Monthly Archives: May 2011

A blunt tool

B-Trees are regularly used by relational databases to enforce primary key constraints.

Let’s look at what we know about a primary key…

  • It is unique
  • The semantic ordering of a primary key is irrelevant (we do not care that one primary key is more or less than any another)

But what properties does a B-Tree have in these respects?

  • The structure does not implicitly enforce uniqueness (you have to find a key first and then make a separate judgement).
  • The structure rigorously enforces semantic ordering upon the keys.

At first glance, the B-Tree does not sound like the best tool for the job and on  closer inspection things don’t get any better…

For each key inspected in random order, we have to visit a block at every level of the B-Tree and for each of those blocks that we visit we then have to perform either a binary search across the block (at best) or iterate sequentially through it (at worst). So even for a modest population  of 1 billion keys, using a B-Tree with 3 levels and 1000 entries per block will require somewhere between 30 and 3000 memory transfers just to find one key – and that’s on a good day i.e. when it happens to be completely cached within several gigabytes of memory.
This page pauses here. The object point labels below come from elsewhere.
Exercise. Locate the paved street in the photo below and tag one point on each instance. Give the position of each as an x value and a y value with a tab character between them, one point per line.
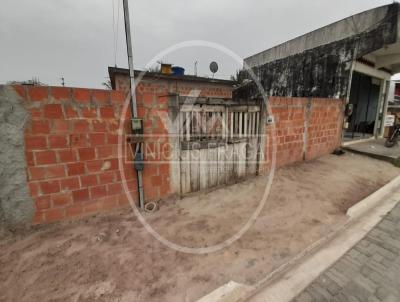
368	272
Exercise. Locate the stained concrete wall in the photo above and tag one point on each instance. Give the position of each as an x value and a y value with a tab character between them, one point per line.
16	206
321	70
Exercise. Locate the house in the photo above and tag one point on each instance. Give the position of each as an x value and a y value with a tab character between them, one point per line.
352	60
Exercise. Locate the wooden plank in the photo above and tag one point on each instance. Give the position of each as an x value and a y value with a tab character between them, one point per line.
240	124
204	108
212	166
251	162
229	163
253	124
194	170
221	165
257	122
187	130
241	157
185	172
203	169
245	125
231	124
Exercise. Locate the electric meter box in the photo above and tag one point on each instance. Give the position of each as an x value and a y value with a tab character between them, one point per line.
137	126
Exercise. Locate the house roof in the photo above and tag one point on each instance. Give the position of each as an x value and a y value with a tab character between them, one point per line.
113	71
337	31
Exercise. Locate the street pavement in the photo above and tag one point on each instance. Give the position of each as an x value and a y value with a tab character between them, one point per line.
369	272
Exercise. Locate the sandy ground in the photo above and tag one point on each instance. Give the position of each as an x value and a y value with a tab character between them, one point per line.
113	258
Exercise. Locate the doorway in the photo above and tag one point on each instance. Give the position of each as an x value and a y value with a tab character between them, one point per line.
364	96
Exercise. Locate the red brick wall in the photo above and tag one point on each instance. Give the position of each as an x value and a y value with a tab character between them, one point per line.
181	87
71	142
305	128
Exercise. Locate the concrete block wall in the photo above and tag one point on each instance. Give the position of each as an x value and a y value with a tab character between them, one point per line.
71	149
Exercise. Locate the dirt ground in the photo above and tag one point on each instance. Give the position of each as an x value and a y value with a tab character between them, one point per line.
112	257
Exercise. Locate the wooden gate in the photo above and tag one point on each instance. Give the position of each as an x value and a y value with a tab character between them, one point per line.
218	144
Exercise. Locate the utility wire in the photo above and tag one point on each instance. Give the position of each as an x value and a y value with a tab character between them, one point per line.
115	50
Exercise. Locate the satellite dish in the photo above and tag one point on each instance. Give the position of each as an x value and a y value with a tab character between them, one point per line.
213	67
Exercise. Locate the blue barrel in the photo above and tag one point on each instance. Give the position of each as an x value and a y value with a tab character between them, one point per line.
178	71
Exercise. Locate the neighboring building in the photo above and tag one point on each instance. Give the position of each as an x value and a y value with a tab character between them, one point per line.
183	85
352	59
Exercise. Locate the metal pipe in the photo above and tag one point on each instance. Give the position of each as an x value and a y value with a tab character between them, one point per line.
133	93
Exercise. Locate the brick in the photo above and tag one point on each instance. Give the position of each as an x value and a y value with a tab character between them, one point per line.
50	187
81	126
60	126
58	141
112	139
99	126
114	189
61	93
34	189
89	180
113	125
98	192
156	181
80	195
101	96
95	166
89	112
36	113
74	210
107	112
57	171
45	157
117	97
123	200
38	218
76	169
78	140
61	199
53	111
91	207
40	127
81	95
38	93
109	202
30	159
35	142
67	155
54	215
20	90
148	99
106	151
70	112
43	202
106	177
36	173
68	184
86	154
97	139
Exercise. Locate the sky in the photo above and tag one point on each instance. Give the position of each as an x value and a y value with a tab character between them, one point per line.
79	39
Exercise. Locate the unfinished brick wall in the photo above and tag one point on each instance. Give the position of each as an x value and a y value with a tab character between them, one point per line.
182	87
71	145
306	128
71	142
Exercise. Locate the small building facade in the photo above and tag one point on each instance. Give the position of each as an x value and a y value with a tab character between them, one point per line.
352	59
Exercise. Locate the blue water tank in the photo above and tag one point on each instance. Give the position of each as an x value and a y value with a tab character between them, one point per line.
178	71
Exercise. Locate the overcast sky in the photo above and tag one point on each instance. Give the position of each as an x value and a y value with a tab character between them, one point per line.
75	38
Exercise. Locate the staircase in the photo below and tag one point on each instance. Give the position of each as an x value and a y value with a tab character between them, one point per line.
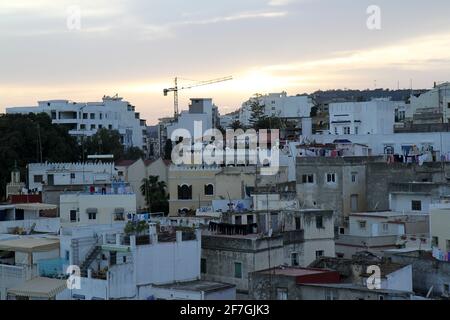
90	257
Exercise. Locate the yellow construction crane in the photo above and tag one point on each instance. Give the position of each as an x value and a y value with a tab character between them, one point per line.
175	90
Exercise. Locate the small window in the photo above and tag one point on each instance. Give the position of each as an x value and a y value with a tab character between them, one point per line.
308	178
435	241
362	224
73	215
319	253
281	293
294	259
209	190
238	270
203	265
416	205
298	224
331	178
319	222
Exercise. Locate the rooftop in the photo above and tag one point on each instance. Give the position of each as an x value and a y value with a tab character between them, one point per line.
197	285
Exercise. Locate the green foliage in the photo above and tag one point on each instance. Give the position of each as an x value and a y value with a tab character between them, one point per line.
104	142
24	137
135	228
155	194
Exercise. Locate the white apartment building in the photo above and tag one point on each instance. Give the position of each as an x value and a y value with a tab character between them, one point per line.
69	174
85	118
280	105
437	98
103	206
354	118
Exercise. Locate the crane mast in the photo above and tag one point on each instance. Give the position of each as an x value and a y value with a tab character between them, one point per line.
175	90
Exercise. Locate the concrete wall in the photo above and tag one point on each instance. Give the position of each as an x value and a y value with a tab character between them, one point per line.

Of course, the B-Tree is also available to service queries too. But the semantic ordering enforced by the B-Tree index is irrelevant to a query navigating a primary/foreign key relationship and the key order doesn’t assist with either nested loop or hash join processing. While the key order can be exploited by a merge join, the merge join is rarely a strategy of first choice and that limited advantage evaporates if additional query predicates need to be applied to the same table that holds the primary key index.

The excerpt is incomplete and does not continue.